新型インフルエンザは現在、パンデミック(世界的大流行)が直ちに発生する状況下にはないが、今の段階から経営層を中心とした危機意識を確立し早期に対策チームを結成することが、自社の事業と社員の生命を守る第一歩となる。三菱UFJリサーチ&コンサルティングが6日に発表した「中小企業における新型インフルエンザ対策調査」では、新型インフルエンザの具体的な対策はほとんど行われていないことが分かった。
調査結果(有効回答数185社)によると、新型インフルエンザ対策チームの結成状況については、「結成している」とする企業は8.1%、「年度内に結成予定」が7.0%で、「結成時期未定/翌年度以降」(13.5%)を含めても、結成もしくは結成に向けて準備を進めている企業は全体の約3割にとどまった。一方、現時点で約7割の企業が「予定はない」(53.0%)、「わからない」(18.4%)と回答している。
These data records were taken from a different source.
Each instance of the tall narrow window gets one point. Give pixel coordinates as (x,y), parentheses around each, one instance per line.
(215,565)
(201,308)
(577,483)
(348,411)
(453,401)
また、BCP(事業継続計画)の多くは地震などの自然災害を想定して作成されているケースが多く、物的被害よりも人的被害が重大な新型インフルエンザの場合は、既存のBCPはあまり役に立たない可能性がある。新型インフルエンザを想定したBCPの作成については、「すでに作成した」が2.7%、「年度内に作成」が10.3%で、「作成時期未定/翌年度以降」(28.6%)を含めても約4割にとどまっている。
新型インフルエンザ対策を行う上で障害となっていることは、「具体的に何をなすべきか分からない」と回答した企業が36.8%でもっとも多く、全体の4割近くを占める。また、「社内の認識が足りない」(23.8%)と「人手、時間不足」(19.5%)を挙げた企業はそれぞれ全体の2割前後を占めた。「特に障害はない」とする企業も15.7%を占め、多くの企業では新型インフルエンザの脅威が実感されていない様子がうかがわれる。